我想基于full_outer_join联接两个数据帧,并尝试在联接的结果集中添加一个新列,该列告诉我匹配的记录,仅来自左侧数据帧的不匹配记录和来自仅来自右侧数据帧的不匹配记录。
这是我的火花代码:
val creditLoc ="/data/accounts/credits/year=2016/month=06/day=02"
val debitLoc = "/data/accounts/debits/year=2016/month=06/day=02"
val creditDF = sqlContext.read.avro(creditLoc)
val debitDF = sqlContext.read.avro(debitLoc)
val credit = creditDF.withColumnRenamed("account_id","credit_account_id").as("credit")
val debit = debitDF.withColumnRenamed("account_id","debit_account_id").as("debit")
val fullOuterDF = credit.join(debit,credit("credit_account_id") === debit("debit_account_id"),"full_outer")
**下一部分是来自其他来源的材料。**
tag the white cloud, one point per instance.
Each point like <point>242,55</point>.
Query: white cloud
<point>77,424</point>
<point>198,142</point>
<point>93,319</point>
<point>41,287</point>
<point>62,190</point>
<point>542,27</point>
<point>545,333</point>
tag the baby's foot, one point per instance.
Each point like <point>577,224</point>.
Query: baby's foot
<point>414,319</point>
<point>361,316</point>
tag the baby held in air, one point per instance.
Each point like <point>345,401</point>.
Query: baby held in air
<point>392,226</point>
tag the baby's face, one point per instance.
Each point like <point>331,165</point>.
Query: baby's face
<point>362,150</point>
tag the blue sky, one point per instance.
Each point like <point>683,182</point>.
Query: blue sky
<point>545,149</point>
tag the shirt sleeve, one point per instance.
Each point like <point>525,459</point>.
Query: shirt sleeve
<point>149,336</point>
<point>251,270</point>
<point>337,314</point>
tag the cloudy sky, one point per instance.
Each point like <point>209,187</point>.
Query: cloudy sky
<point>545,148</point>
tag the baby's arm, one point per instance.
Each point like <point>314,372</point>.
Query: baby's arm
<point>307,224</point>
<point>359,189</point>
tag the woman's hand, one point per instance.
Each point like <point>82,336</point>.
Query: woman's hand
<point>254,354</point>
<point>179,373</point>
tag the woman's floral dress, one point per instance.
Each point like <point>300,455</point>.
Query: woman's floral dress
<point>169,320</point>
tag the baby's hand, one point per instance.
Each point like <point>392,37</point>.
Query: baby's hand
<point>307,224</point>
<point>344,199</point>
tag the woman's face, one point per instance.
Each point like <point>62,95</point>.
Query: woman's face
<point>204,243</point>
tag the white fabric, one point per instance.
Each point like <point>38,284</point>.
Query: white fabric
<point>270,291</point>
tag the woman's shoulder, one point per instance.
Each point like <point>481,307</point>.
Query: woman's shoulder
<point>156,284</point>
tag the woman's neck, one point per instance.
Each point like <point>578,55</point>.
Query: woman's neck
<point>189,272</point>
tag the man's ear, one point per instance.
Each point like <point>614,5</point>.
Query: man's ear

val CREDIT_DEBIT_CONSOLIDATE_SCHEMA=List(
("credit.credit_account_id","string"),
("credit.channel_name", "string"),
("credit.service_key", "string"),
("credit.trans_id", "string"),
("credit.trans_dt", "string"),
("credit.trans_amount", "string"),
("debit.debit_account_id","string"),
("debit.icf_number","string"),
("debit.debt_amount","string")
)
val columnNamesList = CREDIT_DEBIT_CONSOLIDATE_SCHEMA.map(elem => col(elem._1)).seq
val df = fullOuterDF.select(columnNamesList:_*)
val caseDF = df.withColumn("matching_type",
when(df("credit_account_id") === df("debit_account_id"),"MATCHING_CREDIT_DEBIT").otherwise(
when(df("debit_account_id").isNull,"UNMATCHED_CREDIT").otherwise(
when(df("credit_account_id").isNull,"UNMATCHED_DEBIT").otherwise("INVALID_MATCHING_TYPE")
)
)
)
到目前为止,我在when
子句本身中应用了"matching_type"的逻辑,但现在我想在UDF
中编写"matching_type"的逻辑。 如果像上面那样写,代码就可以工作了。
下面的UDF
s 接受单个列作为参数,如何创建一个接受多个列的 udf 并根据该 udf 内部的条件返回布尔值?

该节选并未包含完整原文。